Tough love has horrible connotations to me. People throwing their minor-aged kids out on the street. Not listening, ultimating, those are two more. If I were to bother salvaging the term at all, it would be to say that there is a distinction to be made between Constructive Tough Love and the afore-mentioned bullshit.
So now what would that be? Listening is of paramount importance. Ultimatums seldom work unless someone is being physically or verbally abused ie: “If you raise your voice to me one more time I’ll leave”. (And then of course, follow-through is necessitated.)

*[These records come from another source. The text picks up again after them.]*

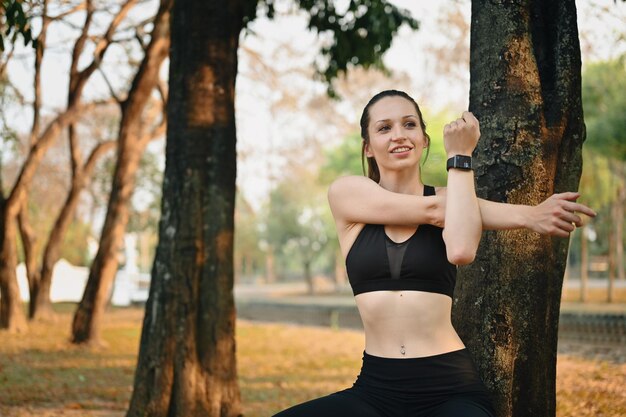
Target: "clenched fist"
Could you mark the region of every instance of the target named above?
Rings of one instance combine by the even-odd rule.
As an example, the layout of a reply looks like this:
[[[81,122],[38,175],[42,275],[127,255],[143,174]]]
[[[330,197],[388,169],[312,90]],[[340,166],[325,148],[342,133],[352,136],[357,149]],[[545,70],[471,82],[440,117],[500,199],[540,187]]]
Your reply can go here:
[[[478,120],[468,111],[443,128],[443,146],[448,157],[471,155],[480,138]]]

Calling it like I see it is my version of tough love. Much easer to let the client stay comfortable. But that’s not what shes paying me for. I work with a lot of adults with adhd, and being bored is worse than being horse whipped (that, at least, might be interesting.) This can make finding and staying in a relationship next to impossible for some of them. Recently I asked a guy ‘would you date yourself?’ Kinda stopped him in his tracks. “Don’t worry about being bored. Don’t be boring”.

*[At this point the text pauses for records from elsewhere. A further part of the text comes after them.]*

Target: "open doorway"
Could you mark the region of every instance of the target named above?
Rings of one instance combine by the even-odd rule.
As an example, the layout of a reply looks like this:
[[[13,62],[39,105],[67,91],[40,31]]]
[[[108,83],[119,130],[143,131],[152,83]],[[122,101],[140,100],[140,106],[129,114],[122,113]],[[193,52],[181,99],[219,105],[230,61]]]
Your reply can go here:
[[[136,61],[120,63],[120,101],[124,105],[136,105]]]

This, in my book of plays, is a tough-love remark. Now here’s the key to making that call: he was ready to hear it. I’d listened to him long enough to gage that. Tough love remarks are not constructive when they’re based in judgement or assumption.
‘Ohhhh’ he said. ‘Be the new me, not the old me’. As you can tell by that response, we’ve done a lot of work together.
Get the distinction? Boundary assertion and honesty. Not brutal honesty because, to quote the American Buddhist nun Pema Chodron, truth without kindness is just mean. Constructive honesty, purely in the interest of the recipient. Often, that requires going beyond your own comfort zone. Which requires being tough on yourself.